3月はヒトもモノも動く月。手直し依頼品や組立代行依頼などが一気に入ってきました。

これはLM86B。トランスドライブ交流点火300Bpp(262A-262A-300Bpp-274B, MONO×2)で10年以上前の製品。予約分のみの半受注生産品でした。今月末を目標に現在1ペア新品再生プロジェクトが立ち上がっているのですが、事前に会社のデモ機でシミュレーションをしているところです。

いうまでもなく現状で問題がある訳ではありません。上の検討中回路図に赤や緑で色々と追記中なのにお気づきと思いますが、せっかく新品再生するなら、製品開発の頃に立ち返って再検討すると共に10年以上経ったからこそ出来る改善はないか考えているのです。
例えば車でも新車の頃には気づかなかった様々な問題に後から気づいた経験はないでしょうか。10年乗ったからこそ気づくこと、10年経ったからこそ分かることもきっとある筈です。その昔、ある車種の無塗装の樹脂バンパーで射出成型時に生じたタイガーストライプ(縞状の紋)が市場に出て数年後から見え始め、対策に追われた話をお客さんから伺ったことがあります。なんでも新しいうちはそれなり。真価が問われるのは時間が経ってから…というのも一つの真理かもしれません。
私どもの業態を格好つけてSPA(企画,製造,販売を垂直統合させ消費者ニーズに迅速に対応できるビジネスモデル)などと説明することもありますが、メーカーは先の事で手いっぱいで、10年以上前の製品の改善にまで頭が回っていないということが大半なのだと思います。
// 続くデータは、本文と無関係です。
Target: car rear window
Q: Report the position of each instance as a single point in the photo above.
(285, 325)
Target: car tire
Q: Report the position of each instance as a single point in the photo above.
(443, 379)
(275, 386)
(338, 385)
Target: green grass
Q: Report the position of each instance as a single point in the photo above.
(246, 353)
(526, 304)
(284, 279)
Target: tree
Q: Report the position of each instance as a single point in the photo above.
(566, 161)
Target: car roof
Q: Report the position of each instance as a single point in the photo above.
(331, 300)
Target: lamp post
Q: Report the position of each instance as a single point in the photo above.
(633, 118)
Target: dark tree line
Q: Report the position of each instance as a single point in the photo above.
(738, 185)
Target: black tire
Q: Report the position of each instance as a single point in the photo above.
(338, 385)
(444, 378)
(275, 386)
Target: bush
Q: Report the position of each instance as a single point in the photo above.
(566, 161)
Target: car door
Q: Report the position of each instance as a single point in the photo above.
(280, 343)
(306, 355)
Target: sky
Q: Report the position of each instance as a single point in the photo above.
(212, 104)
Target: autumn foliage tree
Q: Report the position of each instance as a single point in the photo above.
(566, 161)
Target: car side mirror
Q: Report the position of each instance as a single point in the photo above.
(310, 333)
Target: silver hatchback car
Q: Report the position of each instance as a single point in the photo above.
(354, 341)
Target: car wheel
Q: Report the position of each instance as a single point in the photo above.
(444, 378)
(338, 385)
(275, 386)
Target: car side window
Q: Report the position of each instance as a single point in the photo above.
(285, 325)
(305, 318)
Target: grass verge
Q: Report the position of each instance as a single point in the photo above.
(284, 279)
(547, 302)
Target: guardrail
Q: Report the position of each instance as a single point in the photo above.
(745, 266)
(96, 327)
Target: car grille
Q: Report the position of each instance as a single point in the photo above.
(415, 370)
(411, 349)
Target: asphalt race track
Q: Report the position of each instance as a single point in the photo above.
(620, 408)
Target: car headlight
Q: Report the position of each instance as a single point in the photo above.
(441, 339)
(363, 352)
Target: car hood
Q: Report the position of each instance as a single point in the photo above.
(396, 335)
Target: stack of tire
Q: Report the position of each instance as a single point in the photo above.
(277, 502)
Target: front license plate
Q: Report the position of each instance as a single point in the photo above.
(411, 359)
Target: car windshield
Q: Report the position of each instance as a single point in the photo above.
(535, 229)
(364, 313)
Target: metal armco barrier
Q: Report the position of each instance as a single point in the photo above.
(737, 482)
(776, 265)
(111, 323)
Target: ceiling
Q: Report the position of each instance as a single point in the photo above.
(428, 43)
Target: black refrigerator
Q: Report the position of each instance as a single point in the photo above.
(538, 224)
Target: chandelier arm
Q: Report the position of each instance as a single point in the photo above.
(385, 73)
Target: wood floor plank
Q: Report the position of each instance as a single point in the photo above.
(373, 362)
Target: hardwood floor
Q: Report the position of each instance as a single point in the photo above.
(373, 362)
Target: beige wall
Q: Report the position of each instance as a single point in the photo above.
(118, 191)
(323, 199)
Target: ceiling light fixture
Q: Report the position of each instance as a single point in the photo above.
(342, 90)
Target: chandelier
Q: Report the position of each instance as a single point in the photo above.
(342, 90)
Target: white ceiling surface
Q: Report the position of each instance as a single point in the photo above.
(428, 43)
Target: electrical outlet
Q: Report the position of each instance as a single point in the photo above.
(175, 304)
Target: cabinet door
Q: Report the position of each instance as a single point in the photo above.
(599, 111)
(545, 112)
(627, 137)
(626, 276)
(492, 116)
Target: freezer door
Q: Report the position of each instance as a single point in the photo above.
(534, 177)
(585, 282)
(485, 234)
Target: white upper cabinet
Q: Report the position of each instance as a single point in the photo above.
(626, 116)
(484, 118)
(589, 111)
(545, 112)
私も実際そうでした。
しかし2021年秋から仕事の仕組みを変えて自分が技術統括を兼任するようなってから大きく考えが変わり、品管(QA)から品保(QC)的な視点に大きくシフトしました。作り手視点(今後製造する製品が対象)から買い手視点(すでに市場にある製品が対象)により興味を持つようになったと言い換えると分かりやすいかもしれません。
どんなに細かく検討しても100点満点の製品というのは出来るものではありません。だからこそ修正して不具合を無くしていく...その継続こそがモノづくりの一番楽しく誇らしいところではないかと日々考えます。
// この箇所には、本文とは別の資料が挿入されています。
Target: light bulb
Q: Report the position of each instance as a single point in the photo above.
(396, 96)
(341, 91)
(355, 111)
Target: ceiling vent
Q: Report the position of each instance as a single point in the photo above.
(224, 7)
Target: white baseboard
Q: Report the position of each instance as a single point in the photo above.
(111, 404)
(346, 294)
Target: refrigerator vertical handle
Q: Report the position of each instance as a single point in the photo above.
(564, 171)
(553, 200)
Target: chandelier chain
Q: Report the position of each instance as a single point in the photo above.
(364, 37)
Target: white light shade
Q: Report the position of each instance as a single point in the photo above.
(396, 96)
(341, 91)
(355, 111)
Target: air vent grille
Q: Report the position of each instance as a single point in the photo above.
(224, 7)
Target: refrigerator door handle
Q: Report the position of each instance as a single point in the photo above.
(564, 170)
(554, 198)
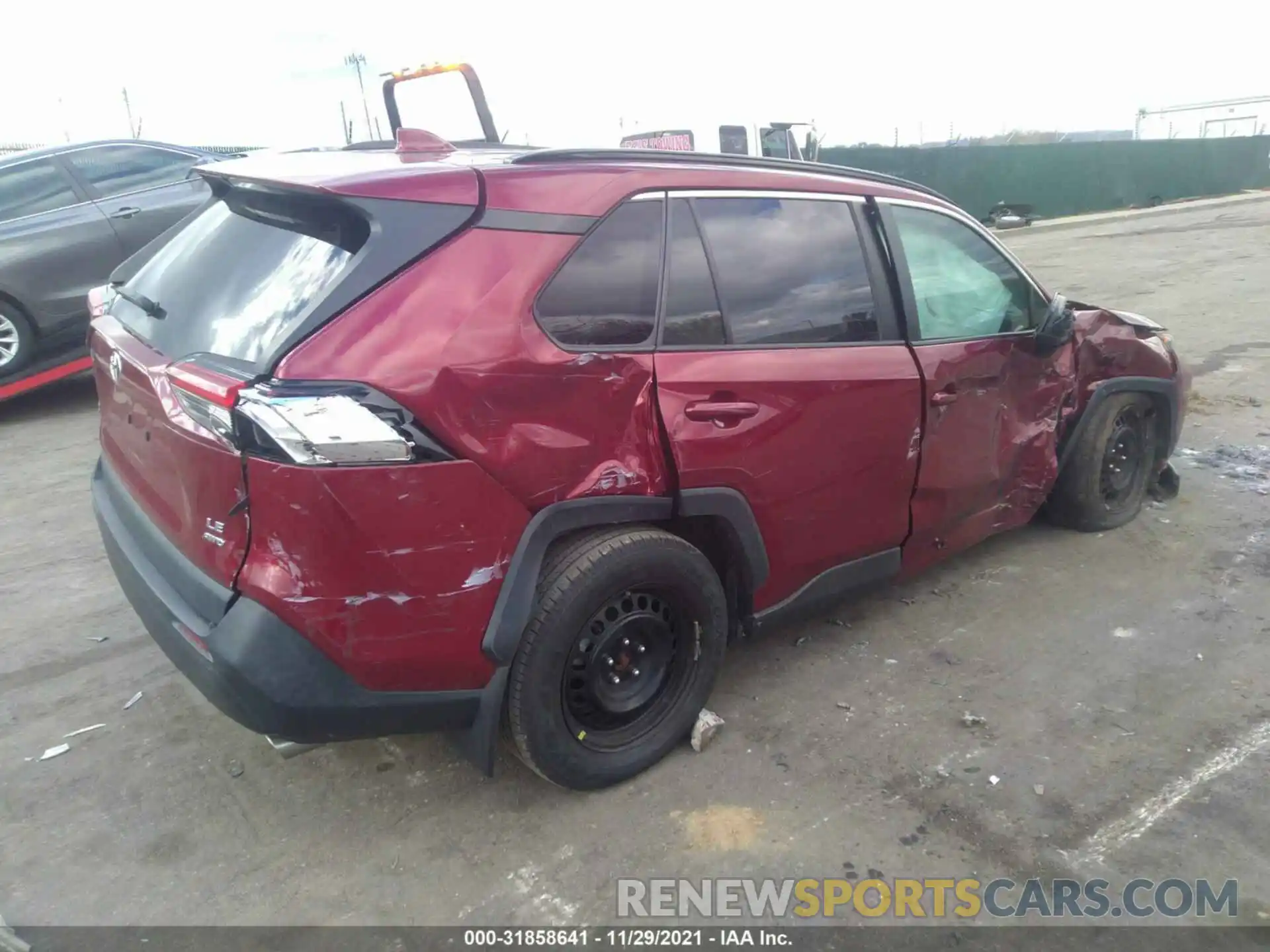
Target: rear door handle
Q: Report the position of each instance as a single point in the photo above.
(718, 411)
これは今月出品予定のSV-2300LM / 300B(特選中古)の内部。整備が終わり申し分ない状態です。でも日々アンプのお腹の中を診て、聴診器を当てるようにテスターを当てて、心電図を見るようにオシロの波形を観察するなかで、何か出来ることはないのか…と考えながら作業を行います。
その中で生まれる気づきが、次に触る製品に活かされていくのが嬉しいと感じる毎日。何事も勉強ですね。